According to a 2011 genetic study, the unique feature of Chinese silky chickens is due to an unusual genetic mutation, characterized as “a complex rearrangement that leads to overexpression of Endothelin-3, a gene responsible for stimulating the growth of pigment cells.” A significant increase in the number of pigment cells not only causes black skin and bones but also causes the darkening of internal organs. Another interesting fact about Chinese silky is their high content of carnosine, a natural peptide sold as a dietary supplement. People take it to increase muscle mass, slow down the aging process, and alleviate diseases such as diabetes and autism.
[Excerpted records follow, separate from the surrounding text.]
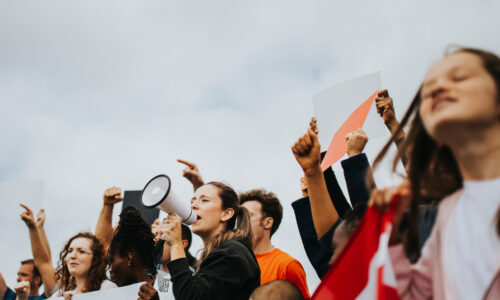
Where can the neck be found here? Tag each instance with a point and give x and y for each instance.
(164, 268)
(478, 153)
(142, 276)
(34, 292)
(80, 284)
(262, 245)
(210, 236)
The nature of black leather has been investigated at the University of Jena, and by zoologists in Bonn. Studies have shown that it is rich in amino acids, vitamins (especially group B), calcium, phosphorus, iron, contains niacin, and also substances that cleanse the blood and increase the number of red blood cells and hemoglobin, activating the work of the spleen, kidneys, genitals. With medicines from silk chicken meat, the Chinese cure tuberculosis, migraines, kidney diseases, gynecological and many other diseases.
There is a Chinese legend. In ancient times, one person’s mother became incurably ill. The son put her in a cart and took her to find a doctor who could save her. They traveled around the villages for a long time, but no one was able to help. Returning to their homes, they stayed with some peasants. The owner, according to the laws of hospitality, prepared the most valuable thing in his house – a black chicken. The next morning the old woman felt better, and by the evening of the next day she walked briskly, and in the end, she was completely cured. Since then, it is believed that silk “heals all ailments.”